The house is quiet except for the constant stream of traffic on our busy street. Double-paned windows muffle the noise of speeding cars and if I close my eyes, it sounds like waves crashing on the shore. The sun is speckled, peeking through the newly fallen clouds, reminding me to breathe. As one cloud passes, the sun appears for a brief moment, only to be quickly swallowed by another cloud. Nature is my life coach.
Inside this house, we’re tired. Tired of all the plans we’ve had to break and reschedule in the last three months due to changing deadlines, close dates and expectations dismantled by external sources. Practicing surrender, being grumpy, waiting, rushing ... asking our closest friends to dance around our indefinite departure date. A departure we, too, wonder if it will ever come.
It will. Someday. Hopefully.
We hatched the idea of traveling the world during the first weeks of our relationship 12 years ago. It has been a longtime dream, always “out there,” in the future. The star we hitched our hopes to when life was turbulent or boring. “Someday” we’d tell ourselves, “we’ll be living moment to moment in lands of unfamiliarity.” And now, were finally on the precipice of our big leap. We made the first step into the unknown by listing our house a few months ago in a “hot” market, which cooled as soon as we dipped our toes in. We rolled with it, even though my job ended in July and my husband closed his business in May. Now, three months beyond our original departure date, we’re antsy.
Our current close date is October 7th.
While we have deep gratitude and a sober perspective of how fortunate we are, we’re running low on energy.
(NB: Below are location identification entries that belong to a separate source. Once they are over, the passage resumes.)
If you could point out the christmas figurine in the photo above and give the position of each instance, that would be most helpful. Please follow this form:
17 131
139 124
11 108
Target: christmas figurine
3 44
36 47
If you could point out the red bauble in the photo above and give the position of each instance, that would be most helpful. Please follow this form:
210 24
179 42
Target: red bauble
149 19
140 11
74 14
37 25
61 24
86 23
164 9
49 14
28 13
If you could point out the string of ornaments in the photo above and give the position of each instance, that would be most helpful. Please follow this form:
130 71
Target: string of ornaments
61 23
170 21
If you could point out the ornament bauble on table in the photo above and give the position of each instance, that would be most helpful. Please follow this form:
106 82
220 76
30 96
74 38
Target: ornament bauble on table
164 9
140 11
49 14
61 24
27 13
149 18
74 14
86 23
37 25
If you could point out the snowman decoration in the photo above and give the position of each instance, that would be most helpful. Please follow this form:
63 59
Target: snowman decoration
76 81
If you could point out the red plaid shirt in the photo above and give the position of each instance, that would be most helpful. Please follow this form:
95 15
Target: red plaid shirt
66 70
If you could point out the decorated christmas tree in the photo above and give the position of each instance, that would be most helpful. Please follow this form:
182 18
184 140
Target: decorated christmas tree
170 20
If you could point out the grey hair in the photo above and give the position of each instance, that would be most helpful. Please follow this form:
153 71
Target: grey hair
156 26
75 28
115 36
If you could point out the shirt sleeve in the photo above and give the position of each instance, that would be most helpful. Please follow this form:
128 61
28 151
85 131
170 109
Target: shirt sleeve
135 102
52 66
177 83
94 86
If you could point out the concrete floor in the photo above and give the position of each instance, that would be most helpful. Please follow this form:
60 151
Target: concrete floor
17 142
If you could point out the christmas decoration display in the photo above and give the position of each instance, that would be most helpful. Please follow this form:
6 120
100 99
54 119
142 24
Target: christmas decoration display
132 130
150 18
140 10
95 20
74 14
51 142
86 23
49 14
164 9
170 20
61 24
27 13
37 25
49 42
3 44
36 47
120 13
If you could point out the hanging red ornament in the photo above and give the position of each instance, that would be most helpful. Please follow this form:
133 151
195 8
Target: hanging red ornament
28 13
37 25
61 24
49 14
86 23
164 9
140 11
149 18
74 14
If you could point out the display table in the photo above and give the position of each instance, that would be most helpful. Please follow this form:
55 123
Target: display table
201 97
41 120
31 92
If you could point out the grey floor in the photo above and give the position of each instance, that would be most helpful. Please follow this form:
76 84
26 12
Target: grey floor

It is hard to maintain momentum with an ever-changing goal. So, we’re a little tired. Nothing compared to what many people endure in other types of life detours. This detour were in now is just an inconvenient test of character.
How to say “farewell” to the one’s we love?
We may end up leaving town at the exact moment moment all of our close friends are busy with the plans, kids, jobs and dreams of their own lives. Maybe we will sneak out without making much of a wake, only to return some day, a year or more in the future, as if no time has passed at all.
This is a particularly emotional time for my husband and me, as we near our farewell date. We’re heading out with no attachment to a future plan—and an intentional openness to making a new home in a place outside of the United States or, less drastic, outside of Portland, Oregon.
The feelings of love and appreciation we hold for our friends in Portland (close, colleague and extended) are flooding us with the desire to remain tethered. To avoid missing out on special moments. To avoid missing the sacred feeling of being a part of something special—which is why most, if not all, of us moved to this town from somewhere else many moons ago. My husband and I have been so focused on leaving the increasing noise, rudeness and congestion of a newer version of Portland, that we’ve been distracted from the ache that occurs when distance flows between people who cherish each other. That ache is fully present today.
Willfully untethering from rewarding and wonderful attachments is no easy task.
We’re feeling a sense of groundlessness approaching. A sense of floating adrift in the world without the things, jobs, hobbies, home and people who have defined us for so many years. And there is a chance, some of these goodbyes may be the last. That unspoken knowing of life’s unpredictability feels especially tender for us—as we casually hug friends at the end of each dinner, happy hour and cup of coffee—making loose plans for another visit before we go.
A visit we both know is unlikely.
We love our people. Deeply. We’re blessed. We’ve been so lucky to share time and space with amazingly remarkable humans during our nearly two decade stint in Portland. This is the stuff that makes life meaningful. These connections. These tethers … heart to heart.
There is a sorrow in leaving such goodness and yet, a great joy knowing that this kind of goodness exists in the world. This joy is like the speckled sun peeking out from behind the clouds. Always there, even if hidden from time to time.
And I suppose, though, no matter how far we roam from one another, the heart strings will always remain. That’s comforting.